Boosts problem-solving skills
It not only improves meditation skills, but you will also feel more peace with yourself and be able to find solutions for things faster than before. Thus, a desktop zen garden at the office can increase your efficiency at work and save time too.
If you feel that your mind is too packed up with things to allow creativity to thrive then a zen garden can pull out the stops. You can feel its impact on your creativity and thinking. With focus and meditation, you will improve the fertile inner space to grow new ideas and let the thoughts flow.
Facelifts your home
Whether you transform your front space or backyard into a zen garden or build an indoor zen desktop for home or office, it enhances the décor and brings in a balance. It uses the Japanese concepts of Fukinsei and Kanso to create a sense of grace and appeal. It also improves feng shui in your home and enhances the overall appeal.
What does a mini zen garden kit include
If you are a beginner trying your hand at creating a desktop or tabletop zen garden, we suggest that you use one of the mini zen garden kits (see Amazon) you can find online.
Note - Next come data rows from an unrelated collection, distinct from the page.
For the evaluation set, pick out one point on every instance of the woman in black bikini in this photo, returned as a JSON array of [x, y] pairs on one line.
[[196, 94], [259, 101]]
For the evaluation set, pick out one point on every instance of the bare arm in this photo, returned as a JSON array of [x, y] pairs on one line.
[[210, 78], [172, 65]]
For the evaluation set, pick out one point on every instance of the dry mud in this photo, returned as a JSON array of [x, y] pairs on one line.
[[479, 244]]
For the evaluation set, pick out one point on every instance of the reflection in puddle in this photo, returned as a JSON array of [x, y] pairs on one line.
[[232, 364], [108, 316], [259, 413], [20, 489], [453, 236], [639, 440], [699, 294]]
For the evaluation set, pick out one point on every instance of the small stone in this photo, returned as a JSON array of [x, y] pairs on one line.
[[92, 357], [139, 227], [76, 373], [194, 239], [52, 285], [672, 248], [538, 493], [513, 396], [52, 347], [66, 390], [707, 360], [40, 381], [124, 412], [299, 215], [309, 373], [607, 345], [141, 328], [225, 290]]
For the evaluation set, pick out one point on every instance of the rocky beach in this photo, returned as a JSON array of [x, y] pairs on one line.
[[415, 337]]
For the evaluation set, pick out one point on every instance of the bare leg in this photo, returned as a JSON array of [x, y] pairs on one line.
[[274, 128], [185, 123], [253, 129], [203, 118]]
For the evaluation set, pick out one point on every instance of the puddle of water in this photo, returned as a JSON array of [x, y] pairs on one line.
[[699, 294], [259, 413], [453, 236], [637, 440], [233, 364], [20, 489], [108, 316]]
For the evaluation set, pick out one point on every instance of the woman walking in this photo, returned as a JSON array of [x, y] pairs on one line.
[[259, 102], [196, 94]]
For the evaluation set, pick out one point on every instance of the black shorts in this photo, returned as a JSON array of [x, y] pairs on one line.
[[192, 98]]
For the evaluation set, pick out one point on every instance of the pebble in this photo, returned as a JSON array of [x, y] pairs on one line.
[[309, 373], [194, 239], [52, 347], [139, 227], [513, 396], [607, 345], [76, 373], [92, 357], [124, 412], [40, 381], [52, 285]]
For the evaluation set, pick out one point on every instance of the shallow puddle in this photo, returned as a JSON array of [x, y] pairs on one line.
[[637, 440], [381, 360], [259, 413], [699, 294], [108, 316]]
These kits may include objects like a wooden tray, sand, stones, and a rake. A few kits may also include décor items like a Buddha statue, candle or incense sticks holder.
How to transform a sandpit into a Zen garden
If there are kids at home, you still stand a chance to enjoy creating a zen space. You may use a sandpit that the kids like to play in to serve as a zen space. After a play session, carefully rake the sand and put back the decorative stones to have your tranquil corner ready.
What are the good plants for a zen garden
We suggest that you use plants with subtle tones because the ones with loud and lively hues are not the best fit for a zen space. When you take loud colors out of the palate, eyes start contemplating the placement, texture, and depth.
We suggest foliage colors in varying shades of soft blues, greens, or darker reds. You may blend the different shapes and textures, or create a more repetitive design to improve concentration. Some unique ideas include moss logs, bonsai plants, and succulents.